Il caso e le contestazioni difensive
La vicenda trae origine da un’ordinanza di custodia cautelare in carcere confermata dal Tribunale del Riesame. L’indagato, attraverso il proprio difensore, aveva impugnato il provvedimento sostenendo la mancanza di prove circa la sua effettiva appartenenza alla cosca locale. La difesa puntava a screditare le dichiarazioni dei collaboratori di giustizia, definendole basate su un mero “sentito dire”, e contestava il ruolo di organizzatore attribuito al ricorrente nelle attività estorsive ai danni di diverse imprese locali.

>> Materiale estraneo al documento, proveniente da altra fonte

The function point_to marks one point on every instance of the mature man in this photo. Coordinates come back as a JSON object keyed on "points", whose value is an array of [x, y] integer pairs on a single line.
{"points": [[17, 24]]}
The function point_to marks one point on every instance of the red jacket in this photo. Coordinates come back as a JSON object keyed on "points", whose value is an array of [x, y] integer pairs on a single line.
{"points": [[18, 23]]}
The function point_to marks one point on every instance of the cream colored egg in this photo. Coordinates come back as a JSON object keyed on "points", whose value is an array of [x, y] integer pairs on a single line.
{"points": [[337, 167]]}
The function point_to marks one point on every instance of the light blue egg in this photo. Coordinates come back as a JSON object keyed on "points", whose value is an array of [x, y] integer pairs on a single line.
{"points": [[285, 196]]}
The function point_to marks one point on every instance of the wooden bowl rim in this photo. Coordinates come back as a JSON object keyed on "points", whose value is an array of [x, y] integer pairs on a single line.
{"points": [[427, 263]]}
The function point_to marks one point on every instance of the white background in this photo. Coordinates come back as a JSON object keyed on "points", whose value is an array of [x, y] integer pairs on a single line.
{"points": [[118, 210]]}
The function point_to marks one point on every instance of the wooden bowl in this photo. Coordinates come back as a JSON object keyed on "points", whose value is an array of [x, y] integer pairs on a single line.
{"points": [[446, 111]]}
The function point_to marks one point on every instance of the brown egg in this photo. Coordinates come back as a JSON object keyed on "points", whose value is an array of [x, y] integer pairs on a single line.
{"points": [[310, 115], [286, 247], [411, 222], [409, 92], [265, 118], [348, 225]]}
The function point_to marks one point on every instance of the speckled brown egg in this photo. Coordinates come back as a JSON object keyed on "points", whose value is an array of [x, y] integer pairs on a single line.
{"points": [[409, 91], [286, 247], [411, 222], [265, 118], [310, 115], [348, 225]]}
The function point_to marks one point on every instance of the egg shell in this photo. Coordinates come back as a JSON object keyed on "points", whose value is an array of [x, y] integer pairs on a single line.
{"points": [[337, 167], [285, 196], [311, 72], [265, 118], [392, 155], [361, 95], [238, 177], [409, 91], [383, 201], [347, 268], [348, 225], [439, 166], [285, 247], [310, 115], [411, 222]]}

La decisione della Suprema Corte
I giudici di legittimità hanno dichiarato il ricorso inammissibile. La Corte ha chiarito che, in tema di misure cautelari, il controllo della Cassazione deve limitarsi alla coerenza logica della motivazione fornita dal giudice di merito. Non è possibile, in questa sede, richiedere una nuova valutazione degli elementi di fatto o una diversa interpretazione delle prove se il ragionamento del Tribunale del Riesame appare privo di vizi logici.
Le motivazioni
Le motivazioni della sentenza si fondano sulla presenza di elementi probatori schiaccianti che vanno oltre le semplici dichiarazioni dei collaboratori. La Corte ha evidenziato come le intercettazioni ambientali abbiano documentato la costante partecipazione dell’indagato alle decisioni relative alle attività estorsive. In particolare, sono emersi dettagli precisi sulla spartizione dei profitti illeciti derivanti dalle estorsioni ai danni di aziende agricole e strutture sanitarie. Un elemento decisivo è stato il riferimento a riprese video che mostravano l’indagato nel momento esatto della ricezione della propria quota di denaro. Tali risultanze smentiscono l’ipotesi difensiva di una marginalità del soggetto, confermando invece un ruolo attivo e consapevole all’interno della struttura criminale legata alla ‘ndrangheta. Inoltre, la Corte ha ribadito che per i reati di mafia opera una presunzione di pericolosità che può essere vinta solo da prove concrete di un effettivo distacco dal clan, elemento del tutto assente nel caso di specie.
Le conclusioni
Le conclusioni della Cassazione sottolineano l’inammissibilità di ricorsi che si limitano a contestare il merito della decisione senza evidenziare reali violazioni di legge o mancanze logiche nella motivazione. La conferma della custodia cautelare in carcere riflette la gravità delle condotte contestate e la necessità di prevenire la reiterazione di reati che soffocano l’economia legale. La sentenza ribadisce che la partecipazione alla spartizione dei proventi illeciti è un indice inequivocabile di appartenenza al sodalizio criminale. Il ricorrente è stato inoltre condannato al pagamento delle spese processuali e di una sanzione pecuniaria a favore della Cassa delle Ammende, a causa della manifesta infondatezza dei motivi addotti.
Quando un ricorso in Cassazione contro una misura cautelare viene dichiarato inammissibile?
Il ricorso è inammissibile quando si limita a contestare il merito delle valutazioni dei giudici precedenti o richiede una nuova interpretazione delle prove, compiti che non spettano alla Corte di Cassazione.
Quale valore hanno i filmati e le intercettazioni nei processi di mafia?
Costituiscono prove dirette e oggettive della partecipazione al sodalizio, specialmente se documentano la spartizione di denaro derivante da attività illecite come le estorsioni.
Cosa si intende per presunzione di pericolosità per i reati associativi mafiosi?
Per chi è accusato di associazione mafiosa, la legge presume che le esigenze cautelari siano soddisfatte solo dalla custodia in carcere, a meno che non si dimostri un totale e definitivo distacco dal gruppo criminale.